A phone rang. Kayen's—somehow repaired or replaced.

He answered. His face went pale.

"When?" A pause. "How many?" Another pause. "We'll be ready."

He hung up, looking at Arav with fear in his ancient eyes.

"That was Jin," Kayen said. "The bounty on you has been claimed. Not by one hunter—by dozens. There's a coordinated assault planned. Tomorrow night. Every major supernatural bounty hunter in Southeast Asia is converging on Bangkok."

"They know we're here?" Arav asked.

"They know you'll have to travel to Singapore for the hearing," Kayen said. "They're planning to ambush us en route. Jin says there are at least twenty confirmed hunters, plus whatever human backup they've hired."

"So we don't go," Karan suggested. "Skip the hearing. Run—"

"If we don't attend, the Council declares us rogue," Kayen said. "Then it's not just bounty hunters. It's every vampire, every supernatural being with any loyalty to the Council. We'd be hunted forever."

"Then we fight our way through," Arav said, feeling his convergence powers stirring. "Twenty hunters? I took on fifty human hunters two nights ago—"

"These aren't human," Kayen interrupted. "Supernatural bounty hunters. Werewolves, rogue vampires, dark witches. Beings with powers that match or exceed yours.
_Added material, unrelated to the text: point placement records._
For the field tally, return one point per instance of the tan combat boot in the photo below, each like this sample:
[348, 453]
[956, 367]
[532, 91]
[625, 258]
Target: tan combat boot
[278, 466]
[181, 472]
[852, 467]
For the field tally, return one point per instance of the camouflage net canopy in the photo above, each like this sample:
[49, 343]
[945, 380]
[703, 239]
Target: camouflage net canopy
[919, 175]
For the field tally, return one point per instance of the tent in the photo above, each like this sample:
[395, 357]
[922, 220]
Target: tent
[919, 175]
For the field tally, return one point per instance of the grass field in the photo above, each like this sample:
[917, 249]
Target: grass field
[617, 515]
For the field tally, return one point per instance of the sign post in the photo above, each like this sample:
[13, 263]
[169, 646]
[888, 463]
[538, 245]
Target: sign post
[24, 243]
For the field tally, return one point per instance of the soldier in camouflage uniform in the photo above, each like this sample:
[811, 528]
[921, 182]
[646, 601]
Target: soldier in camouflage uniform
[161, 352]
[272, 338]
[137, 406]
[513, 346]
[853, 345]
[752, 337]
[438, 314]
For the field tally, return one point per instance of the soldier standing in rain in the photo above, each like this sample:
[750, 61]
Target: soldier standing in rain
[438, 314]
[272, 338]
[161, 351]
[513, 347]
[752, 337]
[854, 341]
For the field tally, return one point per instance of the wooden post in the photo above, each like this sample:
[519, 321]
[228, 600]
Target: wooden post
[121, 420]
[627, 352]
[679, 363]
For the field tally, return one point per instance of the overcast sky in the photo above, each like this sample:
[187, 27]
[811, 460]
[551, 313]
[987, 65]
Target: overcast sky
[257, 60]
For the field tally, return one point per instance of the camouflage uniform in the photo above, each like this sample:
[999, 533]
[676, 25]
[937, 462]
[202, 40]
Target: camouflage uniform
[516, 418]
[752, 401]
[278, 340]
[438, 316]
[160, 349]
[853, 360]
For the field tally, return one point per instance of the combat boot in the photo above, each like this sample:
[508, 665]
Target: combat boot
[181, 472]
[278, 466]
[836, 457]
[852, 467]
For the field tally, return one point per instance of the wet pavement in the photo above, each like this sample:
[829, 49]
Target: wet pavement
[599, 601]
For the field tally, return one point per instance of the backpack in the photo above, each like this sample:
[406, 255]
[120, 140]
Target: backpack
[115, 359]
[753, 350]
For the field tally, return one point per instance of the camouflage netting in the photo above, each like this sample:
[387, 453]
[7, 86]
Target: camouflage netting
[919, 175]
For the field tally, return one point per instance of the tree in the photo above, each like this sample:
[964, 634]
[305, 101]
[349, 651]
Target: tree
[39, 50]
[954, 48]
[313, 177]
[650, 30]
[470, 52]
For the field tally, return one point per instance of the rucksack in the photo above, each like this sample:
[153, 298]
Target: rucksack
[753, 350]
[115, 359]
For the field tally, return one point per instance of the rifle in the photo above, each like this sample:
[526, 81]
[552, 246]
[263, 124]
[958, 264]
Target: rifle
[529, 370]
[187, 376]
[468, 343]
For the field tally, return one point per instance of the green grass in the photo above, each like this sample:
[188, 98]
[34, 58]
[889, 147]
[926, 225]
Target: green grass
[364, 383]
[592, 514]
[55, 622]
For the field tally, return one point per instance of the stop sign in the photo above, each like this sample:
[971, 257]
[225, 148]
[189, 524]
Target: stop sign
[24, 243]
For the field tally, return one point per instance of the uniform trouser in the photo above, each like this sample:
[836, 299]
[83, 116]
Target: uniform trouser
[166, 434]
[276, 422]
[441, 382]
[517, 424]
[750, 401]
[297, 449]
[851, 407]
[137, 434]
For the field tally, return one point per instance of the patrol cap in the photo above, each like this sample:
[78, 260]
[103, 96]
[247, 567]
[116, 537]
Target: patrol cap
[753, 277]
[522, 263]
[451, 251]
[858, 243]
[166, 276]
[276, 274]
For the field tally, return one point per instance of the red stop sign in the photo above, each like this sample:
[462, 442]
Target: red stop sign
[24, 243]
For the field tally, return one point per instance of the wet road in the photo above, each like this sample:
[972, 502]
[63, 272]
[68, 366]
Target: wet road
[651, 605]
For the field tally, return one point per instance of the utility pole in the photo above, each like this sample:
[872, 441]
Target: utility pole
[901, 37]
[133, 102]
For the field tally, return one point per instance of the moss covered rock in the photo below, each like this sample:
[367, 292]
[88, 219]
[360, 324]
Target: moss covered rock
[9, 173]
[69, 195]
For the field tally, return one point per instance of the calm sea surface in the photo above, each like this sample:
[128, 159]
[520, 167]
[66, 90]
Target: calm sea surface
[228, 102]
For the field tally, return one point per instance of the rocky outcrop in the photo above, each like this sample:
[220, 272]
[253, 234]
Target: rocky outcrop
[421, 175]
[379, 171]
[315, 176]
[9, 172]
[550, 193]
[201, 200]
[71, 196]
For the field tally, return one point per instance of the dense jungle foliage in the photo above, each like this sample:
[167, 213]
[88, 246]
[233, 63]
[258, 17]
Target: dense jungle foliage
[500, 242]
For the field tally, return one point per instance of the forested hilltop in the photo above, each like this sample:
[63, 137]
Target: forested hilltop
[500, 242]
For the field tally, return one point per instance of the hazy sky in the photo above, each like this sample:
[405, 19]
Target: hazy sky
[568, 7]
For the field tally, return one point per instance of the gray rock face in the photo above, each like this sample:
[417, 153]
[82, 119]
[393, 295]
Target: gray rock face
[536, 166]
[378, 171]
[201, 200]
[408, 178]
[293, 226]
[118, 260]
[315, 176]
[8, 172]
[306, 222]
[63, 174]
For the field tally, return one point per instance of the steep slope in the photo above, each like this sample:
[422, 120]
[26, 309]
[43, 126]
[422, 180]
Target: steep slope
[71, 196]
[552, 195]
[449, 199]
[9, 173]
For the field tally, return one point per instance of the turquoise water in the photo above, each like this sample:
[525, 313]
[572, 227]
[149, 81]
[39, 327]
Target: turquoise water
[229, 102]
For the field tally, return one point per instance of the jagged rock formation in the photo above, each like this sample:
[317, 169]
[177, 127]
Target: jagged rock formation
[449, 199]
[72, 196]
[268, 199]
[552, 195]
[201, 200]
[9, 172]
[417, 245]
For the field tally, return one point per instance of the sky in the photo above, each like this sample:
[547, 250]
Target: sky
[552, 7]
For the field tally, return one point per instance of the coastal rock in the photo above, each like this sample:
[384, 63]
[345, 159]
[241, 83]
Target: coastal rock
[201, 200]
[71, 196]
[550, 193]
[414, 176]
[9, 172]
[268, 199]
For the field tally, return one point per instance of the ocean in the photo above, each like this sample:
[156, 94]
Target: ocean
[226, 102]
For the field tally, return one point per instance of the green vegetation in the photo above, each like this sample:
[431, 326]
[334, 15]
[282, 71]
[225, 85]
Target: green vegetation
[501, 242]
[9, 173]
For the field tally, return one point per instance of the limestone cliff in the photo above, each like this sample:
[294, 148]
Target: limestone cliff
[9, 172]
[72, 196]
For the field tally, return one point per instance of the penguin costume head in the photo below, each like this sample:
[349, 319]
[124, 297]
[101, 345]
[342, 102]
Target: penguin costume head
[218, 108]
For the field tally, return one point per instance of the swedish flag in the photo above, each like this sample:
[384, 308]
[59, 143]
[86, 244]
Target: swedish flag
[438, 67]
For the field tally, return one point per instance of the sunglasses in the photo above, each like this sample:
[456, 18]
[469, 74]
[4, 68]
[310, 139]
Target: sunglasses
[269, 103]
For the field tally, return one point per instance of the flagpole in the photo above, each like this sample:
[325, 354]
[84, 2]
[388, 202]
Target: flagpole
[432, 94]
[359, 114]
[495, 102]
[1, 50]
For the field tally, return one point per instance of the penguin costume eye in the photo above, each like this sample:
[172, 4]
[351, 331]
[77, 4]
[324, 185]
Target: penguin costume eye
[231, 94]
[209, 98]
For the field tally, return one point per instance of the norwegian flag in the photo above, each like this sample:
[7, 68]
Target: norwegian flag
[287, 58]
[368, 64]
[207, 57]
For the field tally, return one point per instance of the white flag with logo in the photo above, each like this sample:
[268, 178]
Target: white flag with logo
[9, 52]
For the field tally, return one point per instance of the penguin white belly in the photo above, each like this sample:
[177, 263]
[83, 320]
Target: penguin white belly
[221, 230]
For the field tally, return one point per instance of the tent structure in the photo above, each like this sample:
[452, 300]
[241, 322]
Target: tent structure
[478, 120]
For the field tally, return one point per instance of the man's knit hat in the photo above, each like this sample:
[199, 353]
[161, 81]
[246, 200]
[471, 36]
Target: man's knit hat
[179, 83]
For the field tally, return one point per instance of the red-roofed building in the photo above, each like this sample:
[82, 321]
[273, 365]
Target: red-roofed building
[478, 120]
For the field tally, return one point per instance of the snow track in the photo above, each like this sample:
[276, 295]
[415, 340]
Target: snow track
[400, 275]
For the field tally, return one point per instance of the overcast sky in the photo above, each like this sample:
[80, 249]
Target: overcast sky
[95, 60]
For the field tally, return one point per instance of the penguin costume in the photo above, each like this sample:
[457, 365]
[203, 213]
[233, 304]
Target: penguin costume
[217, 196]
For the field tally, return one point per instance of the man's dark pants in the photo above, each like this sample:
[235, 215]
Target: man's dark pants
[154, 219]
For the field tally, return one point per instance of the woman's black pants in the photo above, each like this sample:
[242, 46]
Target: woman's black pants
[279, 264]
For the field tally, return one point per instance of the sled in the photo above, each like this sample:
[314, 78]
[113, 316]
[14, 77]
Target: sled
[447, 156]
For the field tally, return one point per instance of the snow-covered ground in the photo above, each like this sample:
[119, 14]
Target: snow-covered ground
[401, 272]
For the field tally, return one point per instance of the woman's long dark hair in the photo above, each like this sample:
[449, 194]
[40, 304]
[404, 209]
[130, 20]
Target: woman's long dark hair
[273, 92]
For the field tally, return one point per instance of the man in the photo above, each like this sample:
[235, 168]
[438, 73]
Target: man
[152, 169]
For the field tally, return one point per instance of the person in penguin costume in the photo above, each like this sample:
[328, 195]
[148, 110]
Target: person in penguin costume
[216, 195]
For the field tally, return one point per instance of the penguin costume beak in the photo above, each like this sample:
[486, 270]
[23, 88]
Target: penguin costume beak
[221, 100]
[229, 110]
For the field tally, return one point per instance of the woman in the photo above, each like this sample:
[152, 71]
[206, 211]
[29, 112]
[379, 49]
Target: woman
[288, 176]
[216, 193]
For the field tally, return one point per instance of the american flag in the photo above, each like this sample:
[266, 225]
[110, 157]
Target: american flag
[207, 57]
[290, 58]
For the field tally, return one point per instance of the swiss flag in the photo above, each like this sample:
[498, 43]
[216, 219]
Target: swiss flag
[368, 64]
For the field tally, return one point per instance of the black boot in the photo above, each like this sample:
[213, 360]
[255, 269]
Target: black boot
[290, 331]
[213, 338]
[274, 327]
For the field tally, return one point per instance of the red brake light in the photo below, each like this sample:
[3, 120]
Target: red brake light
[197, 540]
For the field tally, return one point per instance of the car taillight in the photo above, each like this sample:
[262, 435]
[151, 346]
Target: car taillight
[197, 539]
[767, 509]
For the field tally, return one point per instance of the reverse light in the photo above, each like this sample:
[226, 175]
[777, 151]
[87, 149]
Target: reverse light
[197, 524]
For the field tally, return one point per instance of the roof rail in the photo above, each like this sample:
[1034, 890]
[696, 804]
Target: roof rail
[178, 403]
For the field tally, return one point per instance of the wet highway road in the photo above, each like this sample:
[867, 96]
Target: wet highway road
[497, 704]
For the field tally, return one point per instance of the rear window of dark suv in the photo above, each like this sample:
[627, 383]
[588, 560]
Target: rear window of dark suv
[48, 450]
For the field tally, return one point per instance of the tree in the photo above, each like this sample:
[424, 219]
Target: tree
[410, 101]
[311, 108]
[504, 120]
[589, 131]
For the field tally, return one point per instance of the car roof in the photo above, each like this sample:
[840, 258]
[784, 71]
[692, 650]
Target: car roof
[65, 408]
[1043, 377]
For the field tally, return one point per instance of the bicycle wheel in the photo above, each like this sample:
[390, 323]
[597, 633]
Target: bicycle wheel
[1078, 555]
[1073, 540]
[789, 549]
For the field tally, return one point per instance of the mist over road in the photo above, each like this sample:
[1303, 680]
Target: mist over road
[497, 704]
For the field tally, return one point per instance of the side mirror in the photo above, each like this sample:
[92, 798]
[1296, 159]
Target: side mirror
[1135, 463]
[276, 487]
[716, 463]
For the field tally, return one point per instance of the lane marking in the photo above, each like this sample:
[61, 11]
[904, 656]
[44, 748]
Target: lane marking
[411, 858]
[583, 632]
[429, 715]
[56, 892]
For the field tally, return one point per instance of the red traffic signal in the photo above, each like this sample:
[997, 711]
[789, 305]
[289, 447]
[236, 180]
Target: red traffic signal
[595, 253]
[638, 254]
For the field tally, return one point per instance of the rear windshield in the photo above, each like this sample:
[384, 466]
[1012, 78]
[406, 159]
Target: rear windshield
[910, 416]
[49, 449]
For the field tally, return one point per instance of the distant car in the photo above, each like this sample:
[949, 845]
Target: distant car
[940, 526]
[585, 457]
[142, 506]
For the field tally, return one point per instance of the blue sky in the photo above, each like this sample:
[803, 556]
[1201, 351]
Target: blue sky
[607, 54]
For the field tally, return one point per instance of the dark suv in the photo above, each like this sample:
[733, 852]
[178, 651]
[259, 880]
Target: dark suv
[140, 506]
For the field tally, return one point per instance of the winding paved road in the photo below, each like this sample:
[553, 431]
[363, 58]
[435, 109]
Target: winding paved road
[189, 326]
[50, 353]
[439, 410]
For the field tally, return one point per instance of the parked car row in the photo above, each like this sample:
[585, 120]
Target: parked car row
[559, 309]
And they'll be coordinated, professional."

Through their bond, Arav felt Kayen's calculation: their chances of survival were less than thirty percent.

"There's one option," Karan said slowly. "My family has a private jet. I could fly you to Singapore directly, bypassing the planned ambush routes. We'd leave at dawn, arrive by noon, give you time to prepare for the hearing."

"Your family's jet?" Kayen asked suspiciously. "The same family whose legacy is hunting vampires?"

"My jet," Karan corrected. "In my name. My father gave it to me when I turned twenty-one. He won't know we're using it."

"Can we trust this?" Kayen looked at Arav. Through their bond, they communicated silently.

*He could be leading us into a trap,* Kayen thought.

*Or he could be genuinely trying to help,* Arav countered. *We have to trust someone.*

"Alright," Arav said aloud. "We take the jet. Dawn departure."

"I'm coming too," Karan said. "As your human witness. If Hayes is painting you as a monster, having a human voluntarily defending you might help."

"Or get you killed," Kayen said bluntly.

"I'm already dead to my family if they find out I'm helping vampires," Karan said. "Might as well go all in."

Arav looked at him—really looked at him. Karan, who'd loved him obsessively, called hunters on him, then risked everything to save him.

"Thank you," Arav said simply.

Karan smiled sadly. "Don't thank me yet. We still have to survive tomorrow."

That night, as Arav lay beside Kayen, he whispered: "What if we lose? What if the Council finds us guilty?"

"Then we run," Kayen said. "To the ends of the earth if necessary. I didn't wait a thousand years for you just to lose you to bureaucratic vampires."

"And the Crown? Seraphina's debt?"

"We'll figure it out," Kayen promised. "One crisis at a time."

But neither of them slept.

Because dawn would bring the journey to Singapore.

And Hayes would be waiting.

With evidence that could destroy them.